Krallice - Years Past Matter (self released)
This release from the Brooklyn black-metal/next level shit quartet blows my mind. It's a swirling technical black metal explosion packed with churning instrumentation and compositional genius. It's hard to wrap your brain around it, but it's a rewarding listen when you realize that nothing sounds like this and everyone making the music is smarter than you.
Aluk Todolo - Cult Rock (Ajna Offensive)
I didn't "get it," at first. This album is so repetitive and noisy that I started to write it off half-way through the first track. As I continued to listen I settled into a trance and was completely immersed. Cult Rock creates a mood that I have never experienced before while listening to music. It takes patience, but once you are drawn in, the music brings you to a different level of consciousness. This isn't just music, it's an experience.
"The requested conditions to play our music is to get in a trance and forget everything... when the musician finally disappears behind the forces he does summon." - Antoine Hadjioannou (drummer)
Torche - Harmonicraft (Volcom)
The third full-length record from Torche marks their first release as a four-piece since Juan Montoya parted ways with the group. On Harmonicraft, Torche embrace hooks again (their previous EP, Songs for Singles was basically hookless). I got exactly what I wanted from this record: pop songs dripping with sludge.
Frank Ocean - channel ORANGE (Def Jam)
This is the studio debut from Frank Ocean, and already I can't wait to hear more. channel ORANGE is a soul-tinged genre bender. The instrumentation is largely electronic. Some tracks are atmospheric, some slow, and some are club bangers. If Frank Ocean can consistently put out material on par with channel ORANGE, he will be our generation's Prince.
Swans - The Seer (Young God)
Writing a small blurb trying to describe this album would be an exercise in futility. It's special. It's the 12th studio album from Swans. Just listen to it.

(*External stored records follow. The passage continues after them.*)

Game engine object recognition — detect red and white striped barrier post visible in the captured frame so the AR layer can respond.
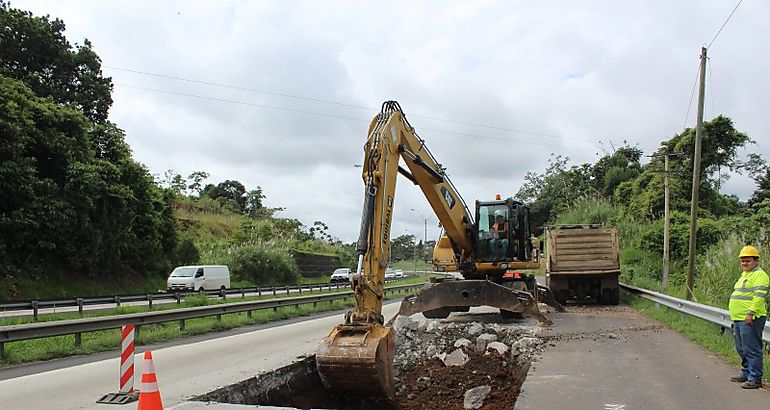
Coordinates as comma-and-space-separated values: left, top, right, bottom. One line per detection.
96, 325, 139, 404
120, 325, 136, 393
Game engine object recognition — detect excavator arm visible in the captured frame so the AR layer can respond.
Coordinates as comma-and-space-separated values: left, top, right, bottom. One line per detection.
316, 101, 547, 400
316, 101, 472, 399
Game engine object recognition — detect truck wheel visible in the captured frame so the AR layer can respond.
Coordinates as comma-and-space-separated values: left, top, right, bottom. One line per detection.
553, 289, 569, 307
599, 288, 612, 305
500, 309, 524, 319
422, 307, 453, 319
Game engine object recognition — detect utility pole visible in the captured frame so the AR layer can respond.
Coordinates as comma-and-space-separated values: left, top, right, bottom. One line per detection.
685, 47, 707, 300
661, 154, 671, 292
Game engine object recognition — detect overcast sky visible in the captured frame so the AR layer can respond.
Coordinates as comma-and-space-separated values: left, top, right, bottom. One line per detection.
12, 0, 770, 242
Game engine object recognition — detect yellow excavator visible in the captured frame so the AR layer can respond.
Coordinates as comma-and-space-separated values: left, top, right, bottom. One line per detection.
316, 101, 560, 400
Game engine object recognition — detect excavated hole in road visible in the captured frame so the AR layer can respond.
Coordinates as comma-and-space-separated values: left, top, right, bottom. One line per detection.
195, 313, 543, 410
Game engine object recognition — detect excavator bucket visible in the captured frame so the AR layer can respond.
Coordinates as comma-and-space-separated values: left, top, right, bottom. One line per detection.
396, 280, 552, 325
316, 323, 396, 401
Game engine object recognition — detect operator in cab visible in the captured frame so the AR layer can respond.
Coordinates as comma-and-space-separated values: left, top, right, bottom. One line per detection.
490, 209, 508, 256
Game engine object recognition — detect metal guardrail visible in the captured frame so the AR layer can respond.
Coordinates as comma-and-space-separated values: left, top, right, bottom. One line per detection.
620, 283, 770, 342
0, 283, 424, 357
0, 274, 416, 319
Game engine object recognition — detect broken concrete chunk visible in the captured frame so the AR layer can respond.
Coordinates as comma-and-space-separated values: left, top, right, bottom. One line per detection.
476, 333, 497, 352
442, 349, 468, 366
463, 385, 492, 409
454, 337, 472, 347
417, 376, 433, 390
487, 342, 508, 354
405, 318, 420, 330
425, 320, 438, 333
468, 322, 484, 336
393, 316, 411, 330
511, 337, 540, 357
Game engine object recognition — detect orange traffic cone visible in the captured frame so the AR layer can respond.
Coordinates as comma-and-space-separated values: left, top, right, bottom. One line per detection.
137, 351, 163, 410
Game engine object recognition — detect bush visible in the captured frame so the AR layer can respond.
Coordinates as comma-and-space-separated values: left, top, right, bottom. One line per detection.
557, 198, 619, 224
641, 211, 736, 259
176, 238, 200, 265
230, 242, 299, 286
694, 235, 747, 309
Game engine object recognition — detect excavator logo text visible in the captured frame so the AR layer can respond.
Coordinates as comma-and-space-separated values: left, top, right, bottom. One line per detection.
441, 186, 455, 209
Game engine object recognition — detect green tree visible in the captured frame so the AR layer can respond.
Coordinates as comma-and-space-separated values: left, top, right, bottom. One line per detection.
203, 179, 246, 213
0, 2, 112, 123
515, 155, 600, 231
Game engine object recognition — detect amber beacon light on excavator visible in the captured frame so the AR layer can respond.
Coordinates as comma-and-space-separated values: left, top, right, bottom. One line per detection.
316, 101, 561, 400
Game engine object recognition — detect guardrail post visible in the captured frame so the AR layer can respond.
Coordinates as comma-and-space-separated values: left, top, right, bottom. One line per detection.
30, 300, 38, 322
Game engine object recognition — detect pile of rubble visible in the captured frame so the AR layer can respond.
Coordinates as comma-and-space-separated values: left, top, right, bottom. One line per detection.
394, 317, 543, 410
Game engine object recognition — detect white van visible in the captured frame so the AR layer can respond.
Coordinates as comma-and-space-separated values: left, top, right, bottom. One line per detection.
166, 265, 230, 292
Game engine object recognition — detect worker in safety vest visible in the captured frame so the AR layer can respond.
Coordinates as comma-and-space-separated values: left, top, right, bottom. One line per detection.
730, 246, 770, 389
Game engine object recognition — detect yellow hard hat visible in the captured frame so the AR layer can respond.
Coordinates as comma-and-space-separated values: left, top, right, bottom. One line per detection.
738, 245, 759, 258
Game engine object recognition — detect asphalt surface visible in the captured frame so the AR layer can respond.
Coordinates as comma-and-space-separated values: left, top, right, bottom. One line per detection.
516, 305, 770, 410
0, 302, 399, 410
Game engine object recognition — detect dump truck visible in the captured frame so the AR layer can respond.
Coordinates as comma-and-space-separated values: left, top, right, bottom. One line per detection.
545, 224, 620, 305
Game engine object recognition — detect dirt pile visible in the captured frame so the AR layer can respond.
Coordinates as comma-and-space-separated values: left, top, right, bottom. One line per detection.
395, 318, 542, 409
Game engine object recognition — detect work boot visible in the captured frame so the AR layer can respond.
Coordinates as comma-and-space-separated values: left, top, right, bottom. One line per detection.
741, 380, 762, 389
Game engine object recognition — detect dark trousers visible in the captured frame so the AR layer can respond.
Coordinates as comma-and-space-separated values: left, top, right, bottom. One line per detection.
733, 316, 767, 384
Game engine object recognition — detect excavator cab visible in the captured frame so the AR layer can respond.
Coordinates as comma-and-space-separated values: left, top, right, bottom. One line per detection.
474, 198, 532, 264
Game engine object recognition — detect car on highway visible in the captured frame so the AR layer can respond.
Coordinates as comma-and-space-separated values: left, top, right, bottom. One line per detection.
329, 268, 351, 284
385, 268, 404, 280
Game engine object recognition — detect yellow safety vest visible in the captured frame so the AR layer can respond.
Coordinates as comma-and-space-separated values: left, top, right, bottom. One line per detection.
729, 266, 770, 320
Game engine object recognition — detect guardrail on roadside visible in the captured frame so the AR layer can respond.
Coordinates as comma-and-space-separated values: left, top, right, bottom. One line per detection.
620, 283, 770, 342
0, 283, 424, 357
0, 275, 420, 320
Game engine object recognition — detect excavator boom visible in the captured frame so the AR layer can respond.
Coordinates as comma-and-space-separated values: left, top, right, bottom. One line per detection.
316, 101, 550, 400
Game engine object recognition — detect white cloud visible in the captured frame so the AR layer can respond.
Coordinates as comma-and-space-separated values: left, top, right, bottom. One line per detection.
13, 0, 770, 241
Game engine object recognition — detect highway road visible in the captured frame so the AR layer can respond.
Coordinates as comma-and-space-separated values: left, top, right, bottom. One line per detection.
516, 305, 770, 410
0, 296, 770, 410
0, 302, 398, 410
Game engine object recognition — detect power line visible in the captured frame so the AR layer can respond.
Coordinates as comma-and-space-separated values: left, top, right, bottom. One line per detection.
115, 83, 593, 151
706, 0, 743, 48
682, 60, 700, 129
102, 65, 593, 142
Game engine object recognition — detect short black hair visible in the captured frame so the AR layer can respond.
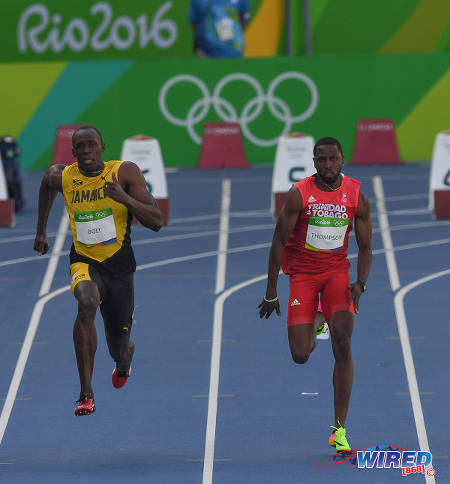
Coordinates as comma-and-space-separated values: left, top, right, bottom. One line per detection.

Converge - All We Love We Leave Behind (Epitaph)
The 8th studio album from legendary Massachusetts hardcore/metal group serves as a reminder of why these guys are still around. They still make music as intense, compelling and relevent as any of their contemporaries.
Death Grips - No Love, Deep Web
Death Grips released No Love, Deep Web for free on the internet without the permission of their label (Epic) with the intention of severing their ties with the company. The album cover featured a boner with the name of the record written on it.
The producer/emcee duo of Zach Hill and Stefan Burnett are known for their intense, abrasive experimental hip-hop sound sometimes reminiscent of jungle and drum and bass genres. While their early 2012 record The Money Store is noteworthy, No Love, Deep Web feels more raw and visceral to me.
Japandroids - Celebration Rock (Polyvinyl Record Company)
Celebration Rock is the 2nd release from this Vancouver two-piece. Japandroids deliver an album full of high-energy, high-emotion rock tunes. The album is aptly titled. If you wanted to play the genre game with Japandroids, they already did all of the work for you when they named their record.